Pretty much everyone agrees that burn pits cause moderate breathing problems, like asthma. However, these issues are only the tip of the iceberg.

 

Researchers have also connected burn pit smoke to more serious lung injuries. High-temperature smoke burns the insides of the lungs, causing scar tissue to form. This foreign tissue blocks breathing passageways, many of which are no larger than the business end of a pencil. As a result, these victims have severe trouble breathing, even when they are at rest. 

 

These illnesses are difficult to diagnose. Symptoms like chest tightness and trouble breathing are somewhat generic. A number of things could cause them. These breathing illnesses are also difficult to treat. When these lung conditions become advanced, a risky and radical lung transplant is usually the only option. Not everyone is a candidate for such a procedure. Even if doctors go through with it, there are no guarantees.

 

Unfortunately, we are not finished yet. The toxins in burn pit smoke also alter cell chemistry and cause tumors. The body cannot naturally dispose of most toxic materials, so they accumulate, accelerating the tumor growth process. Researchers believe burn pit smoke causes brain cancer, liver cancer, and various other serious chronic conditions.

 

Per the above story, the back door may be slightly ajar for regular servicemembers struggling with the effects of burn pit injuries. But for private military contractors with similar injuries, the front door is wide open.

 

Several years ago, a Department of Labor Administrative Law Judge ruled that dust did not cause lung problems among Iraq War contractors. Instead, burn pit smoke caused them. So, maximum financial compensation is available in these cases.

 

Injury Compensation Available

 

Everything is not wine and roses for private military contractors. The injury compensation process is often long, and the road is often winding. In fact, the aforementioned ALJ hearing is usually the last stop on the Defense Base Act compensation bus line.

 

Initially, injured contractors must immediately report their injuries to their supervisors. This requirement is not much of an issue in trauma injury cases, like falls and gunshot wounds. But this requirement could be a big problem in occupational disease claims, like burn pit injuries. 

 

If a victim has an occupational disease and misses the initial claims deadline, a variation of the delayed discovery rule usually applies. Generally, injury victims do not have to begin legal claims until they know the full extent of their injuries and they connect those injuries with their private military contractor deployments.

 

An oddly-named “settlement conference” is usually next.

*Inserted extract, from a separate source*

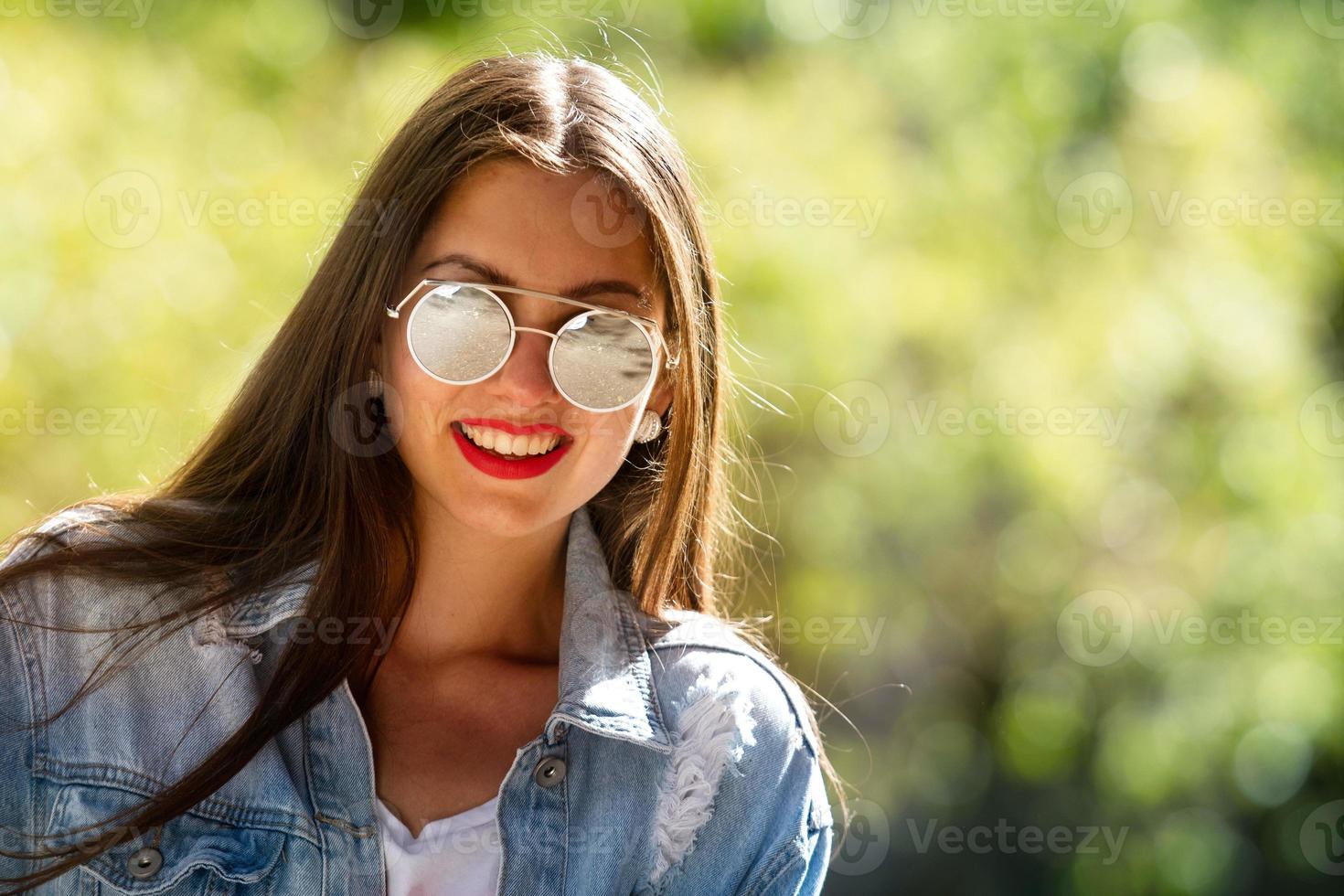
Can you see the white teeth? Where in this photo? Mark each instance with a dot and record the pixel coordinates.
(508, 443)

Settlements are rare at these conferences, usually because so little evidence is available this early in the process. Additionally, the Claims Examiner only conducts a paper review. Attorneys cannot advocate for their clients.

 

Things are different at an Administrative Law Judge hearing, which is a lot like a trial. Attorneys have full reign to introduce evidence, challenge evidence, and make legal arguments.

 

Generally, insurance companies want to avoid ALJ hearings if they can. So, most claims settle between the initial conference and the ALJ hearing. So, a lawyer must have more than good advocacy skills. A DBA lawyer must also be an effective negotiator.